AnimationTarget also exposes computeStartEnd() (resolves startingValue/endingValue right before the animation begins, so getValue() reflects the value at start time, not construction time), update( ratio ) (applies blend(start, end, easing.value(ratio)) via setValue), hasPreferredDuration(), and getPreferredDuration() — all called internally by Animation, not typically by sim code.

Easing

ts
new Easing( value: (t: number) => number, derivative: (t: number) => number, secondDerivative: (t: number) => number )

An Easing is a triple of functions over [0, 1] -> [0, 1] (value), plus its first and second derivatives — the derivatives exist so Animation chains and speed-based durations can reason about velocity/acceleration at the boundaries, not just position. In practice you reach for one of the built-in static instances rather than constructing one from raw functions:

Static memberCurve
Easing.LINEARConstant rate (t)
Easing.QUADRATIC_IN / _OUT / _IN_OUT
Easing.CUBIC_IN / _OUT / _IN_OUT
Easing.QUARTIC_IN / _OUT / _IN_OUTt⁴
Easing.QUINTIC_IN / _OUT / _IN_OUTt⁵

For any other polynomial degree n (not necessarily an integer), use the static factories directly: Easing.polynomialEaseIn( n ), Easing.polynomialEaseOut( n ), Easing.polynomialEaseInOut( n ) — this is in fact how all of the named statics above are defined (e.g. Easing.CUBIC_IN_OUT is exactly Easing.polynomialEaseInOut( 3 )).
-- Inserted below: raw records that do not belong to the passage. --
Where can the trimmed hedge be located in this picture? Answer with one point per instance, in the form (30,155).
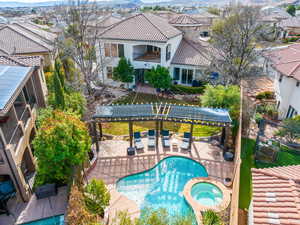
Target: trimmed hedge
(181,89)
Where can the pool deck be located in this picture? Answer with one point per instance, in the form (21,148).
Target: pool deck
(113,163)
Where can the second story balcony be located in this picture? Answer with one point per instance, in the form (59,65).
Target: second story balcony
(147,53)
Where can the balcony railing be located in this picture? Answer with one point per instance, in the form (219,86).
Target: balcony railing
(16,136)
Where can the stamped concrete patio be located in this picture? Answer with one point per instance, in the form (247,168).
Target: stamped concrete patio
(113,163)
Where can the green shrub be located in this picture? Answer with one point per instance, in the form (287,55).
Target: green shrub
(96,197)
(181,89)
(265,95)
(210,217)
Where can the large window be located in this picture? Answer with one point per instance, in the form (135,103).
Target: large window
(176,73)
(187,76)
(109,72)
(113,50)
(291,112)
(168,52)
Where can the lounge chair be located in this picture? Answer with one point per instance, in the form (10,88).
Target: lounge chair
(186,141)
(138,141)
(151,138)
(165,138)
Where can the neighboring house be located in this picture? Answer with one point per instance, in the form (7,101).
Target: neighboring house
(21,94)
(275,196)
(147,41)
(191,27)
(290,26)
(104,22)
(27,39)
(283,65)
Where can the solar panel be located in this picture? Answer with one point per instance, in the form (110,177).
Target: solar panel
(10,79)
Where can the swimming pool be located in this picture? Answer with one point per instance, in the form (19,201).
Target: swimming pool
(162,186)
(55,220)
(207,194)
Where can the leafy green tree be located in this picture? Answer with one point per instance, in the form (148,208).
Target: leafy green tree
(291,129)
(96,197)
(210,217)
(234,39)
(124,71)
(291,9)
(61,143)
(59,98)
(60,71)
(227,97)
(159,77)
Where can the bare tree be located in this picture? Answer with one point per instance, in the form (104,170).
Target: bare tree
(234,41)
(81,39)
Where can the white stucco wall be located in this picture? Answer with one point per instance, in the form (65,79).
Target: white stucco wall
(128,53)
(287,93)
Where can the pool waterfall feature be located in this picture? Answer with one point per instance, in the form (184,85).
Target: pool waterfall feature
(203,193)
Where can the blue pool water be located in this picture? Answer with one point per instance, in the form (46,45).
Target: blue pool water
(207,194)
(162,186)
(56,220)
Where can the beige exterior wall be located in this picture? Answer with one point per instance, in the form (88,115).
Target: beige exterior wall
(14,156)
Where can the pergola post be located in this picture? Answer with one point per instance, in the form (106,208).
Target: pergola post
(95,136)
(100,130)
(191,139)
(156,133)
(227,137)
(223,135)
(130,133)
(161,125)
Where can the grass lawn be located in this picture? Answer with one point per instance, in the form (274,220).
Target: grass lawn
(245,178)
(122,128)
(286,157)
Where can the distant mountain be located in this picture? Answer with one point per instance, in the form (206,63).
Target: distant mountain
(28,4)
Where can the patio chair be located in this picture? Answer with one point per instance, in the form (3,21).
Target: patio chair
(138,140)
(151,138)
(165,138)
(186,141)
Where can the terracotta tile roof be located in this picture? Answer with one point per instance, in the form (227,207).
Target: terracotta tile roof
(192,53)
(184,20)
(108,21)
(291,22)
(16,41)
(142,27)
(286,60)
(276,195)
(36,31)
(20,60)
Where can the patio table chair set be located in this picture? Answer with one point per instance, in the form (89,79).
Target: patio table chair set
(165,137)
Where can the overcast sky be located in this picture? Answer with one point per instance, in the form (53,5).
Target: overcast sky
(60,0)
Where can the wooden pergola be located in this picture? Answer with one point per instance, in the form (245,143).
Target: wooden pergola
(160,112)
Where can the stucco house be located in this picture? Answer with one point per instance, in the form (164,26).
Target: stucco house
(22,93)
(283,66)
(147,41)
(27,39)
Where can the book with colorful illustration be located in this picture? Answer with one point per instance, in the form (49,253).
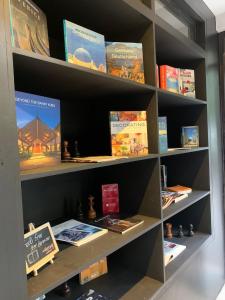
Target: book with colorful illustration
(84,47)
(29,27)
(38,125)
(125,60)
(129,133)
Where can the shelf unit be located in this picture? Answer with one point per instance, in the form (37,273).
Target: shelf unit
(51,193)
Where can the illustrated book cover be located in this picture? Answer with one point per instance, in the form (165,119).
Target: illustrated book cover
(187,82)
(129,133)
(77,233)
(163,143)
(39,135)
(169,78)
(84,47)
(171,251)
(95,270)
(29,29)
(125,60)
(110,198)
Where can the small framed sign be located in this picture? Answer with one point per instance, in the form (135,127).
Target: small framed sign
(40,247)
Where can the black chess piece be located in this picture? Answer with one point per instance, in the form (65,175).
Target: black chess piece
(180,233)
(191,232)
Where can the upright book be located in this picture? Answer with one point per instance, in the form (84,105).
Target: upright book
(125,60)
(129,133)
(29,29)
(84,47)
(38,125)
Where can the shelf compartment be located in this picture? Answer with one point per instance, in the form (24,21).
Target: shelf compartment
(73,260)
(175,208)
(59,79)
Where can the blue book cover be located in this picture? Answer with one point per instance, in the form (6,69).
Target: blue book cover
(38,125)
(84,47)
(163,143)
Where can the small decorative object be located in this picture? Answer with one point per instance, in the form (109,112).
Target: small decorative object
(91,212)
(76,151)
(66,154)
(169,233)
(191,232)
(180,232)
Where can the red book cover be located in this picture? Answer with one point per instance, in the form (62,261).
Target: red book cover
(110,198)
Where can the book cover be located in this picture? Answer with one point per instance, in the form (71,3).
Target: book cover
(190,136)
(171,251)
(169,78)
(110,198)
(129,133)
(163,143)
(29,29)
(125,60)
(38,125)
(187,82)
(77,233)
(84,47)
(93,271)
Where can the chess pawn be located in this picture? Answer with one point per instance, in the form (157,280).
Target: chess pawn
(91,212)
(191,232)
(180,232)
(169,233)
(66,154)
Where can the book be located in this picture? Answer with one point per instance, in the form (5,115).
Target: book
(169,78)
(125,60)
(163,143)
(129,133)
(171,251)
(29,29)
(110,198)
(180,189)
(95,270)
(84,47)
(118,225)
(187,82)
(190,136)
(77,233)
(92,295)
(38,125)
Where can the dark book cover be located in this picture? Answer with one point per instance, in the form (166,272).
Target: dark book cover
(29,29)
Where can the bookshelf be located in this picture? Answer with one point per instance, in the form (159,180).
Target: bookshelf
(86,98)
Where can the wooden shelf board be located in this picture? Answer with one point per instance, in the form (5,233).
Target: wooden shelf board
(185,151)
(64,168)
(73,260)
(59,79)
(127,285)
(175,208)
(169,99)
(193,244)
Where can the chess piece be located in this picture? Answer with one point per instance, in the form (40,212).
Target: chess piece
(180,233)
(169,233)
(76,151)
(191,232)
(91,212)
(66,154)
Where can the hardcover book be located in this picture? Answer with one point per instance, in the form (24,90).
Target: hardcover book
(110,199)
(129,133)
(169,78)
(84,47)
(38,125)
(29,27)
(125,60)
(187,82)
(77,233)
(190,136)
(163,143)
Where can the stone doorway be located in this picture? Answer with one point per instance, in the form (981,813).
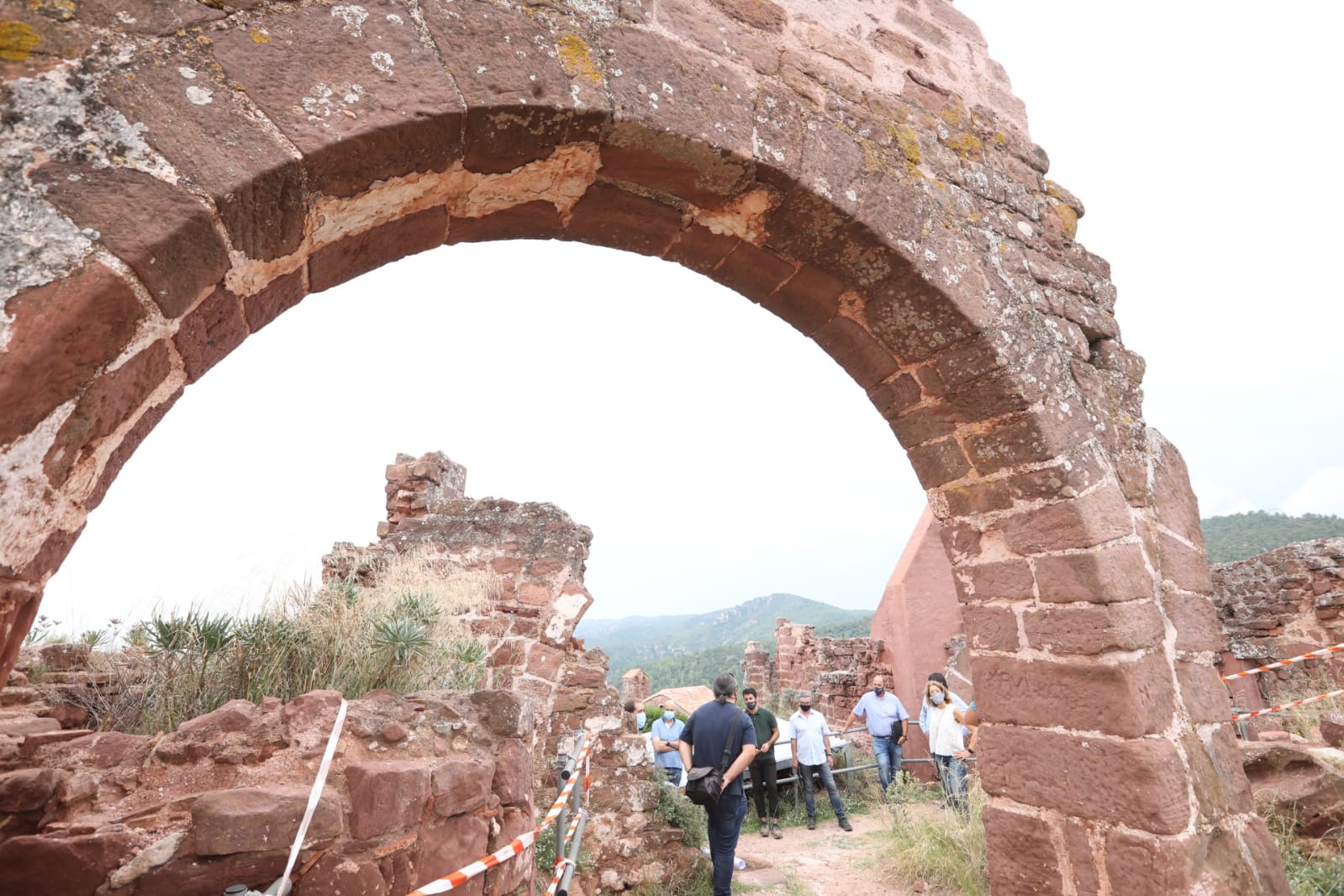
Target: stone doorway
(187,175)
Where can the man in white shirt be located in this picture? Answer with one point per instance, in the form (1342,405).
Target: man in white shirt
(810,741)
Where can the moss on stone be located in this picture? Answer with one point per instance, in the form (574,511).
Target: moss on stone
(577,58)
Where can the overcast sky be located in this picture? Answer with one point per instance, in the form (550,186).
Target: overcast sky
(717,454)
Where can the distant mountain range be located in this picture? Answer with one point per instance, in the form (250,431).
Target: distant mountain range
(1245,535)
(679,651)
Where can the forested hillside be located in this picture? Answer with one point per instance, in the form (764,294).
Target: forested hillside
(1245,535)
(677,651)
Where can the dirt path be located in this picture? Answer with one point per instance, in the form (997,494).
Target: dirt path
(825,862)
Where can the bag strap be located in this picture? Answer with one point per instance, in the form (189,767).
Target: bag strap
(727,747)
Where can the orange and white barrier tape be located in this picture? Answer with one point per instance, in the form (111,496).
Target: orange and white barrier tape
(515,848)
(1287,705)
(1285,662)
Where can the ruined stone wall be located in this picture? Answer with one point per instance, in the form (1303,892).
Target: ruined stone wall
(1280,604)
(421,786)
(187,172)
(836,671)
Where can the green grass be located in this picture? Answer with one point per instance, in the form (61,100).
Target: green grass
(940,846)
(403,629)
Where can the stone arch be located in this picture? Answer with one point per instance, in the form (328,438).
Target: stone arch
(186,172)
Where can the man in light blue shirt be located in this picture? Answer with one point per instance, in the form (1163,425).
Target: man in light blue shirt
(886,716)
(810,741)
(667,735)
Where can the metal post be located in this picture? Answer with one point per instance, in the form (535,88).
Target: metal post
(562,821)
(574,859)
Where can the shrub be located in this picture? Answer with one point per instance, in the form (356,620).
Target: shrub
(403,630)
(941,846)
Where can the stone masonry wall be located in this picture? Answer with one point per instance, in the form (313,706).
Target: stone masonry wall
(1280,604)
(539,555)
(836,671)
(419,786)
(184,172)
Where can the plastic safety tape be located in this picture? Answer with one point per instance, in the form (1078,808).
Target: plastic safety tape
(1287,705)
(1285,662)
(504,853)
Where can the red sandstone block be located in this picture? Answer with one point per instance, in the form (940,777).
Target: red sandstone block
(536,219)
(398,124)
(1137,783)
(129,442)
(1090,629)
(1125,698)
(1074,523)
(161,231)
(1195,619)
(278,296)
(1002,579)
(386,797)
(938,462)
(1022,853)
(108,403)
(1102,575)
(991,628)
(1184,566)
(251,177)
(646,145)
(1031,438)
(808,301)
(522,100)
(610,217)
(753,271)
(60,336)
(857,352)
(361,253)
(210,332)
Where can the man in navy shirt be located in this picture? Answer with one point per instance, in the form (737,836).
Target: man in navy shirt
(711,730)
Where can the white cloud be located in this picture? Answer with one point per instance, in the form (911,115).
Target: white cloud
(1323,492)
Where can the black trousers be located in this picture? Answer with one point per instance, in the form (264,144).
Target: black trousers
(765,778)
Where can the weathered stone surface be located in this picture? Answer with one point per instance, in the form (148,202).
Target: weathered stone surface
(1126,698)
(385,110)
(386,795)
(1023,853)
(60,867)
(58,337)
(258,820)
(1088,778)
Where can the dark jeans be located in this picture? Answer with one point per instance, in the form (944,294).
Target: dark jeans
(725,824)
(888,752)
(765,779)
(828,781)
(953,772)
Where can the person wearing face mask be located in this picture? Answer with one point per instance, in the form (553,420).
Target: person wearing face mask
(667,736)
(764,772)
(810,741)
(946,743)
(888,723)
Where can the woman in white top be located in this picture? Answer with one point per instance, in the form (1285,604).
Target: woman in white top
(946,743)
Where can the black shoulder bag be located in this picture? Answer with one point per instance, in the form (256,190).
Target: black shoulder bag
(704,785)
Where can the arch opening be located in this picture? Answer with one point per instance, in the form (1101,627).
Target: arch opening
(888,208)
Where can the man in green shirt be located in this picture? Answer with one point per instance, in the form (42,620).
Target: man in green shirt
(762,767)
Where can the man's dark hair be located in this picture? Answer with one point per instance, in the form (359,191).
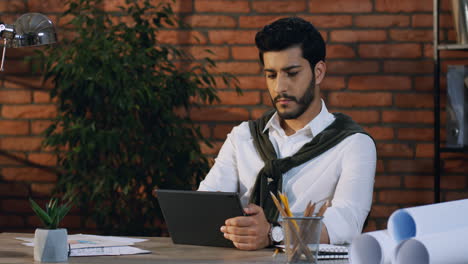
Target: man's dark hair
(291,31)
Use targets when several values must animate on the same timeline

A single Animation with a targets array keeps multiple values (e.g. x and y, or position and opacity) synchronized to one start()/stop()/chain lifecycle and one set of startEmitter/finishEmitter events, rather than juggling several independent Animation instances that could drift out of sync if one is interrupted.

Only one target may use speed to determine duration

Animation requires exactly one length source overall — either its own duration option, or exactly one target's speed. Giving multiple targets a speed, or combining speed with a top-level duration, is not a supported configuration.